What will you learn?
You will learn how a decision tree works but without going to the details. For example, you will NOT learn about Entropy and Information Gain in this post. However, you will have a broad and nice understanding about how a decision tree works. I do hope that you will find it useful and worth your while. Enjoy 🙂
Decision Trees: Introduction
A decision tree (DT) is nothing but yet another algorithm that helps us make classifications on a bunch of data. It is a machine learning algorithm so we will need some training data, which will have some attributes, and this is where the DT comes into play! Is takes a look at your table of training data, and also the ground truth labels! Then it will choose an attribute from the table, and using its values across the whole training set, it will split the whole table into 2 halves! And then in each sub-tree it will do the same until we reach the leaves that correspond to the ground truth! The criterion for stopping the split is a concept called the purity of the current set at hand.

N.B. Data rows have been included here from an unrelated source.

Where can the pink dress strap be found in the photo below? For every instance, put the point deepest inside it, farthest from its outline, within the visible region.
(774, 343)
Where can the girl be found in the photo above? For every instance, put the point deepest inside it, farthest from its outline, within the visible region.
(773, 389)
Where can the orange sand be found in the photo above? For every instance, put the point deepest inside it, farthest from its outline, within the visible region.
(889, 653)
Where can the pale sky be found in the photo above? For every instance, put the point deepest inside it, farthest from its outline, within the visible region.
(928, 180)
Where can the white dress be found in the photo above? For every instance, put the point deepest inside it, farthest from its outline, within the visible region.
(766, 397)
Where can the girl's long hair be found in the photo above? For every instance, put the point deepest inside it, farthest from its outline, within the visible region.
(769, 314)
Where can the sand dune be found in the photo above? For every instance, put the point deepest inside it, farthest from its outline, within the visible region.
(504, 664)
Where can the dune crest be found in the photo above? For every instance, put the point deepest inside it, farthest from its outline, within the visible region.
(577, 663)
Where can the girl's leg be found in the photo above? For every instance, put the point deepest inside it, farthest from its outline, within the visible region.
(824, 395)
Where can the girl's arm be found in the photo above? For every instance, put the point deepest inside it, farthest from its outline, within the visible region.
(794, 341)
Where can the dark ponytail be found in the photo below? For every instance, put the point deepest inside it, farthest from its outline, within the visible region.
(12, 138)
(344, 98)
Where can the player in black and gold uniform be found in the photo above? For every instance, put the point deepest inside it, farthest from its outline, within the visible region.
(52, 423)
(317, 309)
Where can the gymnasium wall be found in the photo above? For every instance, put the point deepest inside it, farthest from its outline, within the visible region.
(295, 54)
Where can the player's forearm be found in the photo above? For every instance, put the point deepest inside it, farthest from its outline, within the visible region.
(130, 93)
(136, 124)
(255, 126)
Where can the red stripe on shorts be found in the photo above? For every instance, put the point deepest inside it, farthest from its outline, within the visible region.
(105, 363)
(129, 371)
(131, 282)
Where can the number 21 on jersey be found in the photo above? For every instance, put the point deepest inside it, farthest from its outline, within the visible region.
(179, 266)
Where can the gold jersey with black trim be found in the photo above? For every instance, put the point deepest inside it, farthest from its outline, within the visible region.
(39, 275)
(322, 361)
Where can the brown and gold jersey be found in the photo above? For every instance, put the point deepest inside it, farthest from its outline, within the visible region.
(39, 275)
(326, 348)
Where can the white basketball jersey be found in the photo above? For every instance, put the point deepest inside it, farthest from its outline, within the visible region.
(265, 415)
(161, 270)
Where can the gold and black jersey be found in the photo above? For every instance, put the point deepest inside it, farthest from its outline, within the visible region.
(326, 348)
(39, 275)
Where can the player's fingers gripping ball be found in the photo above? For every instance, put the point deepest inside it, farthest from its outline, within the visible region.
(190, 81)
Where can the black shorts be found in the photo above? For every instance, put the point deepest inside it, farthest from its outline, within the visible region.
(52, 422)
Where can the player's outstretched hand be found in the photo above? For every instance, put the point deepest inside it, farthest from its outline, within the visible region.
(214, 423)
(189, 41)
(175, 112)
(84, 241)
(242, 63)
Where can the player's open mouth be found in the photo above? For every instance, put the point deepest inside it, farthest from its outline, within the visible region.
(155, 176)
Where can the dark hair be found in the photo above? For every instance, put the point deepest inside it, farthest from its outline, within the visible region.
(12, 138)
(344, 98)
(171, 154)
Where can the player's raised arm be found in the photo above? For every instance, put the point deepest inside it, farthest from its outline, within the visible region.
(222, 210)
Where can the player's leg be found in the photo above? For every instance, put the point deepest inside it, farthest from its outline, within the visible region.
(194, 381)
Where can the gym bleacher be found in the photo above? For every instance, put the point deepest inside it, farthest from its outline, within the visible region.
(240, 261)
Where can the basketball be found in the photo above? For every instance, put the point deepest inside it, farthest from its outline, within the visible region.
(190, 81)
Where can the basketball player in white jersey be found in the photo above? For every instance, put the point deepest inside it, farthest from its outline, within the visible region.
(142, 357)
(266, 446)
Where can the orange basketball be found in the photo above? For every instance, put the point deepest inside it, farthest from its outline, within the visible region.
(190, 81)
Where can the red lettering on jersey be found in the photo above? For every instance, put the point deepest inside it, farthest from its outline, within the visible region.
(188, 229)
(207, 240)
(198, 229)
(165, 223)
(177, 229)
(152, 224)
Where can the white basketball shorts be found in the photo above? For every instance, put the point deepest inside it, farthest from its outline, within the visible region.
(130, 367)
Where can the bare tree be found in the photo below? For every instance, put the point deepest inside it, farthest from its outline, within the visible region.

If it is confusing, no worries, here is an illustrative example. Watch carefully! This is the training data that the DT will slice up soon 🙂
So we have 3 attributes: Age, Height, and Salary
And the concept that we are trying to learn and, hopefully, predict is called “Single”. So if we know the values of these attributes for a person, can we determine whether they are are single or in a relationship! Perfect! Here is the first question before anything starts: How pure is this set of data?
Well currently we have a mixture of labels in the set: 5 Yes and 6 No! So, it is not pure at all, in fact it is nearly a mix of the 2 labels. You see where I am going with this right? We want to break this bloody table in a way that we will end up with a pure set, so we will have either ALL yes’s or ALL No’s and that is what we call a pure set, and that’s it!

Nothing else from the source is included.